Estava a sair da pastelaria, quando vi um cartaz com letras grandes onde se anunciava:
"Decorrem durante o mês de Outubro as candidaturas para as seguintes funções públicas, válidas para o ano civil de 2006:
- Cozinheiro
- Pasteleiro
- Encarregado de cafetaria
- Balconista
- Empregado de mesa
As inscrições devem ser efectuadas nas delegações regionais do Ministério da Alimentação.
Os resultados do concurso nacional serão divulgados no dia 15 de Novembro."
Aquilo despertou-me a curiosidade e voltei atrás para perguntar ao mesmo senhor com quem tinha falado momentos antes em que é que aquilo consistia.
"Então, o concurso recoloca anualmente os profissionais do sector alimentar nos diversos restaurantes e pastelarias municipais espalhados pelo país. Senão, era uma confusão!"
Portanto, pelos vistos, eles faziam com estas pessoas algo semelhante ao que nós em Portugal fazemos com os professores não-universitários. Quando lhe expliquei isso, ficou com um ar entre a surpresa e a estupefacção e perguntou:
"Mas porque é que não é cada escola a fazer a sua própria selecção? Eles devem saber melhor do que esse tal de Ministério da Educação quais as reais necessidades dos seus alunos e as especificidades da escola ou não?".
"E então porque é que vocês não fazem o mesmo com os vossos pasteleiros???", respondi, irritado por nunca ter pensado nessa hipótese.
"Mas a comida é um bem de primeira necessidade, estratégico!!! Não pode ser assim, colocado na mão de qualquer pessoa!", disse-me ele.
"E eu, pareço-lhe malnutrido ou doente? As únicas vezes que o meu Estado me alimentou foram precisamente aquelas em que pior comi - nas escolas, sendo a cantina da universidade o ex-libris da decadência, nos hospitais públicos e na tropa." Ele olhou para mim, pensativo, sem nada dizer durante alguns segundos, e de repente disse apenas "Então que ilações é que tira acerca da qualidade do vosso ensino?..."

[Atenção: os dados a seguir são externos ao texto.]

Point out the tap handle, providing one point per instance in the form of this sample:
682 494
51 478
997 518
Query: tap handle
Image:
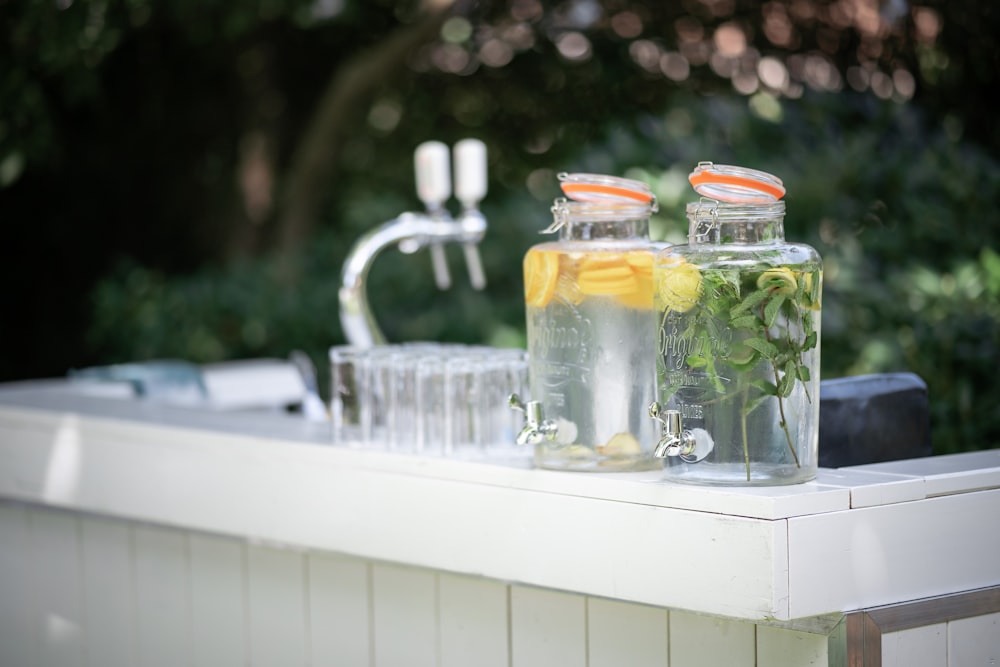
477 277
439 263
433 174
470 172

"Mas o ensino é totalmente diferente, peço desculpa. O ensino é absolutamente imprescindível e..." - "Não mais que a comida, concerteza...", interrompeu-me ele.
"Mas a comida pode ser diferente de pessoa para pessoa, cada um escolher a sua, que todas elas têm, à sua maneira, calorias e nutrientes necessários à sua sobrevivência, mas o ensino tem de estar uniformizado para garantir que todos recebem a formação essencial!", disse-lhe eu.
"Tente pensar na educação como pensou na alimentação que eu prometo fazer o contrário", começou por dizer. "Cada um há-de poder escolher a formação que deseja e onde deseja, sendo que o somatório de isso tudo dará algo parecido com as calorias e os nutrientes de que falava na comida, ou não?"
"Então mas vocês como organizam o vosso sistema de ensino?", perguntei eu, já curioso.
"Bom, nós temos milhares e milhares de escolas espalhadas pelo país, com as organizações mais diversas. Elas próprias foram-se agrupando, criando acordos entre elas, reconhecendo-se mutuamente e aceitando alunos oriundos das mais diversas origens de conhecimento. Isso permite uma riqueza inacreditável, são raras duas pessoas que saibam exactamente o mesmo, que tenham tido precisamente a mesma formação."
"Mas as escolas são estatais, claro?"
"Claro... que não! Não há nenhuma escola estatal em Lagutrop! As escolas são empresas como qualquer outra - calculo que como os seus restaurantes, não? - há umas melhores e outras piores, umas mais caras e outras mais baratas. Por vezes, uma escola que era muito boa muda de mãos e vai piorando. Os melhores professores são altamente cobiçados e pagos a peso de ouro. Mas grosso modo, todas elas são boas e temos tido excelentes resultados ao nível do ensino. Um aluno mais introvertido tem escolas especializadas na sua educação, os mais rebeldes têm escolas onde os métodos de ensino vão ao encontro da sua energia extra, com mais actividade física, por exemplo. O meu filho, que desde pequeno sempre gostou de música, tem todo o seu ensino centrado na música, com currículos de matemática, história e português próprios para ele e para outros como ele."
Começava eu próprio a imaginar as múltiplas hipóteses, a enorme diversidade que o ensino podia incluir. Quando voltasse a Portugal, teria de contar isto a mais pessoas!